Photosynthesis refers to the process by which plants and other organisms as photosynthetic bacterias convert light from the sun into chemical energy that they use for survival. The energy released is vital for the functioning of the plants and the support of life on earth. For photosynthesis to take place, there are four basic factors that must be fulfilled. These include carbon dioxide, water, sunlight, and chlorophyll. Therefore, the process of photosynthesis helps remove carbon dioxide from the atmosphere. One of the byproducts of the process of photosynthesis is oxygen, a vital gas for the survival of animals on earth.
All organisms that are capable of photosynthesizing are called photoautotrophs. In algae, cyanobacteria, and plants the process of photosynthesis mainly produces oxygen and is thus referred to as oxygen photosynthesis. However, there are some bacterial that use carbon dioxide during photosynthesis but do not release oxygen. Such photosynthesis is called anoxygenic photosynthesis.
In oxygen photosynthesis, the photoautotrophs reduce CO2 to a carbohydrate and removes an electron from water (H2 O) leading to production of oxygen (O2). In this case, water is oxidized in the multisubunit protein in the photosynthetic membrane by the photosystem II reaction. Research has shown that the function and structure of the photosystem II in certain bacterias, algae, and plants is similar. The common equation is therefore as follows;
In general, the photosynthesis equation is 2n CO2 + photons + 2n DH2 → 2(CH2O)n + 2n DO i.e.

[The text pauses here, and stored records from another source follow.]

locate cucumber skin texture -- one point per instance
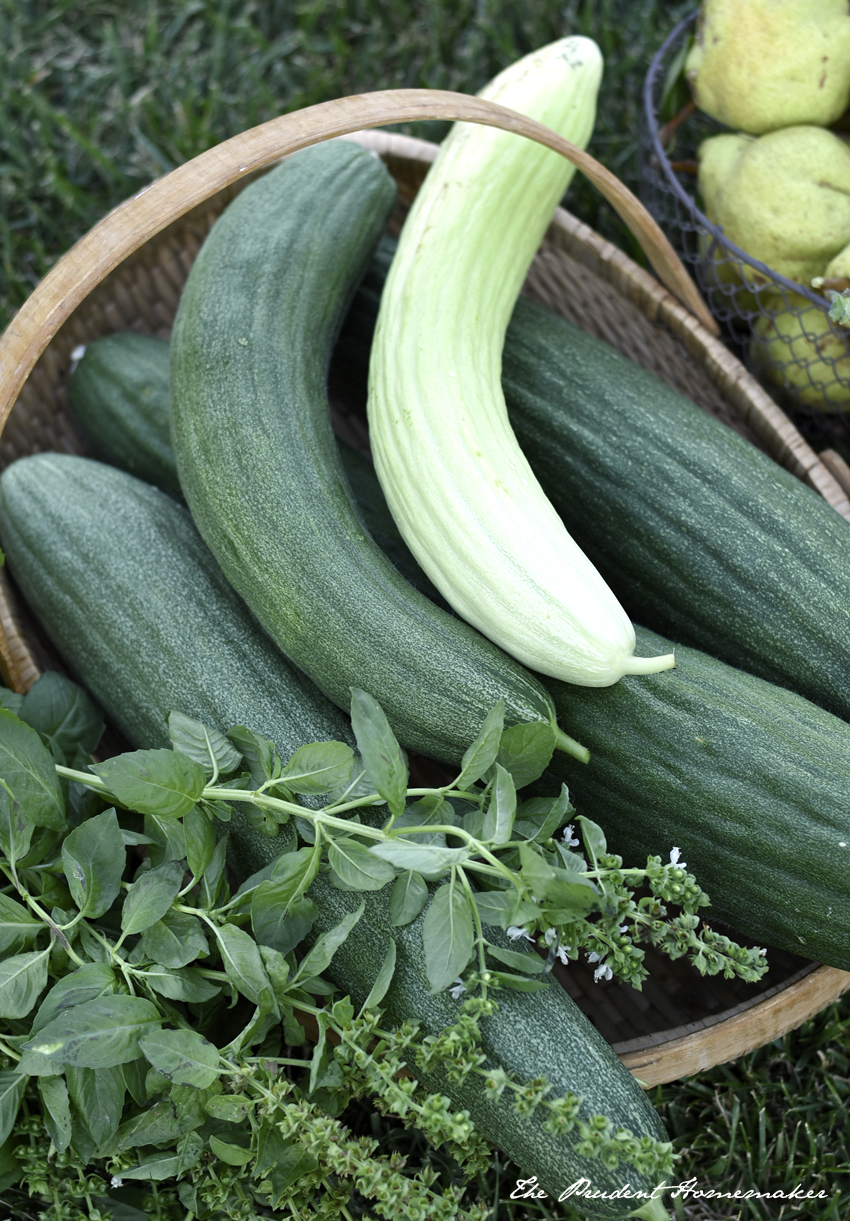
(541, 1033)
(134, 602)
(120, 399)
(750, 780)
(260, 470)
(702, 536)
(137, 606)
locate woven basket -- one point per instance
(680, 1022)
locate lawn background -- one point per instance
(97, 99)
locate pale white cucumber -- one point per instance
(457, 482)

Carbon dioxide + light energy + electron donor carbohydrate + oxidized electron donor
In the oxygenic photosynthesis would thus be
Water + carbon dioxide + light energy Oxygen +carbohydrate + water i.e.

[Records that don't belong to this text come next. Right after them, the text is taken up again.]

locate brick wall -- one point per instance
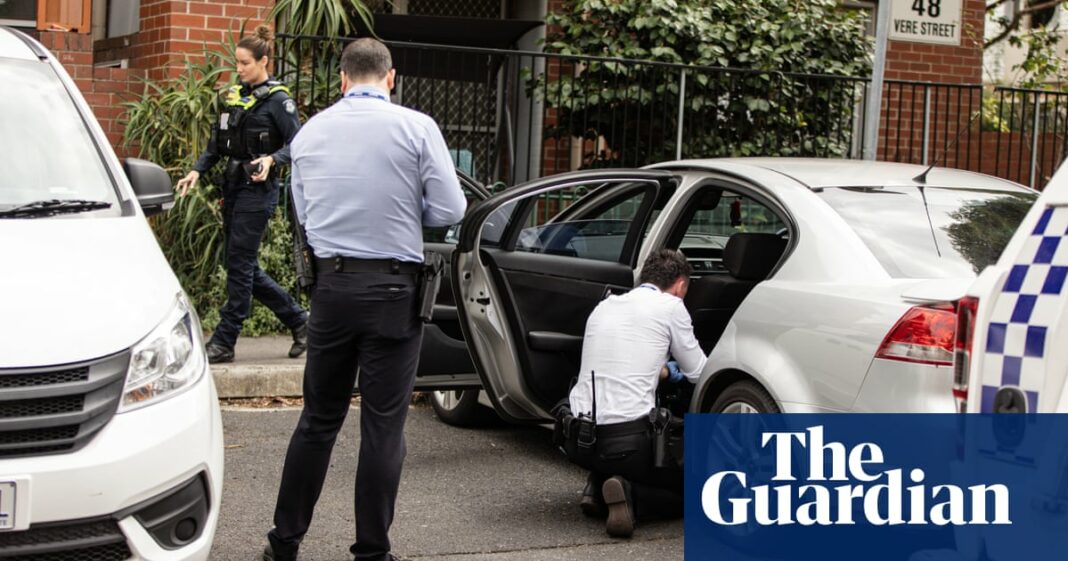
(170, 31)
(173, 30)
(104, 89)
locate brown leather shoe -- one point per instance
(270, 555)
(592, 502)
(621, 511)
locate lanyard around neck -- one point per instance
(365, 93)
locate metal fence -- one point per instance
(514, 115)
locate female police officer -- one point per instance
(257, 121)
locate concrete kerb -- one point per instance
(261, 369)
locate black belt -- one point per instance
(629, 427)
(388, 266)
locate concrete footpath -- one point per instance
(261, 368)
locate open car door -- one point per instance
(530, 266)
(444, 361)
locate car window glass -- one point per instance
(597, 232)
(46, 152)
(710, 228)
(935, 233)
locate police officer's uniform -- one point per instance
(255, 121)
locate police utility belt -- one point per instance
(428, 282)
(578, 434)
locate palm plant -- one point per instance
(320, 17)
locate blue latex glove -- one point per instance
(674, 374)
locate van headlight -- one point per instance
(170, 359)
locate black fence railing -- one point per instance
(514, 115)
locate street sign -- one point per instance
(936, 21)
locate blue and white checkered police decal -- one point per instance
(1026, 311)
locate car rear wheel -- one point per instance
(744, 396)
(458, 407)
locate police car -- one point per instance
(1014, 322)
(1010, 358)
(110, 431)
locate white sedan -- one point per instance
(818, 285)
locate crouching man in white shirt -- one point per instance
(625, 355)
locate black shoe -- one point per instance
(593, 503)
(621, 511)
(299, 340)
(217, 354)
(270, 555)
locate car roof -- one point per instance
(14, 46)
(817, 173)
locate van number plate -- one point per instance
(8, 489)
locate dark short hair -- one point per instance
(366, 58)
(664, 267)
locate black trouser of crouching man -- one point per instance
(627, 450)
(365, 320)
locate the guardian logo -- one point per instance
(879, 497)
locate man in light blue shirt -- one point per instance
(367, 175)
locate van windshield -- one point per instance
(939, 233)
(46, 152)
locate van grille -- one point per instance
(81, 541)
(58, 409)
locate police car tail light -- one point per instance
(962, 355)
(925, 334)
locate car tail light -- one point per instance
(925, 334)
(962, 355)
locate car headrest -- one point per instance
(752, 256)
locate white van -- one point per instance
(110, 432)
(1012, 325)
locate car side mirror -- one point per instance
(152, 185)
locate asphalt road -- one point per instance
(500, 494)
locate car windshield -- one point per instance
(46, 153)
(967, 230)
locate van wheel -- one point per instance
(458, 407)
(744, 396)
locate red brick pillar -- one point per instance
(173, 30)
(104, 89)
(948, 93)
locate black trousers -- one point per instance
(247, 208)
(365, 321)
(628, 452)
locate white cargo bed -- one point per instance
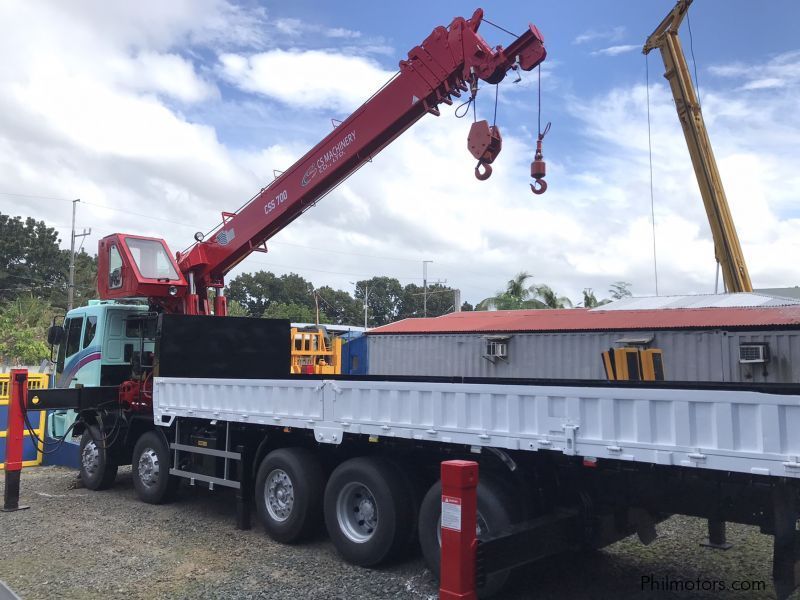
(741, 431)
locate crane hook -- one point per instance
(538, 166)
(487, 171)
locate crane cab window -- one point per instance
(114, 268)
(89, 332)
(151, 259)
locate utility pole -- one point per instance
(71, 284)
(425, 287)
(366, 297)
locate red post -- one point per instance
(459, 542)
(17, 402)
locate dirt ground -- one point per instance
(74, 543)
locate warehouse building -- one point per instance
(732, 337)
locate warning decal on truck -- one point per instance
(451, 513)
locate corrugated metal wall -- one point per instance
(688, 355)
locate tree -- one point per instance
(296, 290)
(23, 329)
(591, 301)
(547, 296)
(383, 302)
(297, 313)
(340, 306)
(30, 258)
(620, 290)
(517, 295)
(412, 301)
(255, 291)
(236, 310)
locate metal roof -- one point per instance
(581, 319)
(741, 300)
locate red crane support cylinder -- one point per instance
(459, 541)
(17, 402)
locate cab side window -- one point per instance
(114, 268)
(89, 332)
(74, 336)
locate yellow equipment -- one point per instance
(727, 250)
(634, 364)
(314, 351)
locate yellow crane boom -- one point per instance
(727, 249)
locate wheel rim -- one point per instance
(279, 495)
(90, 458)
(148, 467)
(357, 512)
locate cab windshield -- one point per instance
(151, 259)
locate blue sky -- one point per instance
(161, 115)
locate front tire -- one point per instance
(150, 469)
(97, 471)
(369, 511)
(289, 488)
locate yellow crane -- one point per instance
(727, 249)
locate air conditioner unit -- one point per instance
(496, 347)
(754, 353)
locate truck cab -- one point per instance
(96, 348)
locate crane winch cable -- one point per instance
(650, 156)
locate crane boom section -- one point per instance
(727, 249)
(447, 63)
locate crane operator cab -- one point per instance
(132, 266)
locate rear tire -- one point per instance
(369, 511)
(497, 509)
(289, 486)
(150, 469)
(98, 471)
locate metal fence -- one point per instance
(32, 452)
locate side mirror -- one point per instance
(55, 333)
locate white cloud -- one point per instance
(615, 50)
(306, 79)
(592, 35)
(781, 71)
(91, 106)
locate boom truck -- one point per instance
(564, 465)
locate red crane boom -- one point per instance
(450, 61)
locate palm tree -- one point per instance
(513, 297)
(548, 297)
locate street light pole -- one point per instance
(71, 283)
(425, 287)
(366, 297)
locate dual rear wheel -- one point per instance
(371, 506)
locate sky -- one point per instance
(161, 115)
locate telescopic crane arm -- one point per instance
(727, 249)
(448, 63)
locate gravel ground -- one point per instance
(73, 543)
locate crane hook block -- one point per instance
(485, 174)
(538, 170)
(484, 143)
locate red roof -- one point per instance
(582, 319)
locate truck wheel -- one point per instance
(98, 471)
(497, 509)
(369, 512)
(289, 487)
(150, 468)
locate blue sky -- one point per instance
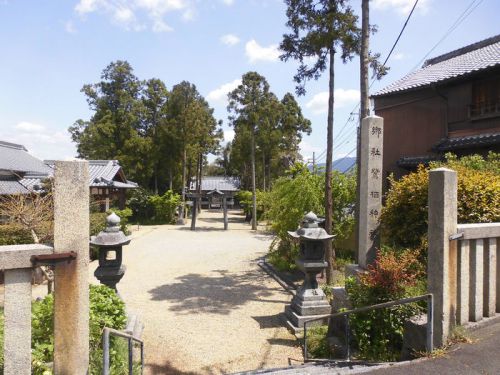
(51, 48)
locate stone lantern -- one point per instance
(310, 300)
(110, 242)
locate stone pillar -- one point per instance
(194, 213)
(71, 298)
(17, 330)
(463, 282)
(370, 188)
(224, 208)
(490, 276)
(442, 224)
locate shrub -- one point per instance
(378, 334)
(106, 309)
(165, 206)
(404, 216)
(138, 201)
(14, 234)
(317, 342)
(124, 215)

2n CO2 + photons + 4n H2O → 2(CH2O)n + 2n H2O+ 2n O2
It involves the use of the carbon dioxide during the process of the photosynthesis. However, the photoautotrophic bacteria are incapable of extracting an electron from water and hence cannot lead to production of oxygen as byproduct.
Basically, there are two stages of photosynthesis; light-dependent stage and light-independent stage.
Light dependent stage of photosynthesis
This occurs during the light reactions. During this stage, a molecule of pigment chlorophyll (The green matter) absorbs a proton and at the same time losses an electron. The electron lost passes through pheophytin, and then to a Quinone molecule leading to a flow of electrons down the electro transport chain reducing the NADP to NADPH. The result is a creation of a proton gradient that activates the formation of ATP. The chlorophyll molecule regains the electron lost from a water molecule. The process is referred to as photolysis. Photolysis leads to the formation of a dioxygen (O2). This process is summarized in the equation below
2 H2O + 2 NADP+ + 3 ADP + 3 Pi + light → 2 NADPH + 2 H+ + 3 ATP + O2
In summary, the light-dependent stage in plants takes place in the thylakoid membranes of the chloroplasts. It uses light to synthesis the ATP and the NADPH.
Light-independent reactions (dark stage)
During this stage, the enzyme Rubisco capture carbon dioxide from the atmosphere using the NADPH produced in the light stage. The process releases three-carbon sugars that combine to form starch and sucrose. The process is summarized below;
3 CO2 + 9 ATP + 6 NADPH + 6 H+ → C3H6O3-phosphate + 9 ADP + 8 Pi + 6 NADP+ + 3 H2O
The process involves simply a fixation of carbon dioxide that produces carbohydrates.
Significance of photosynthesis
The process supports life in two main ways. First, it produces of food, and secondly production of oxygen, both of which a vital for survival. It also helps in reducing global warming and climate change by using the excess carbon dioxide from the atmosphere.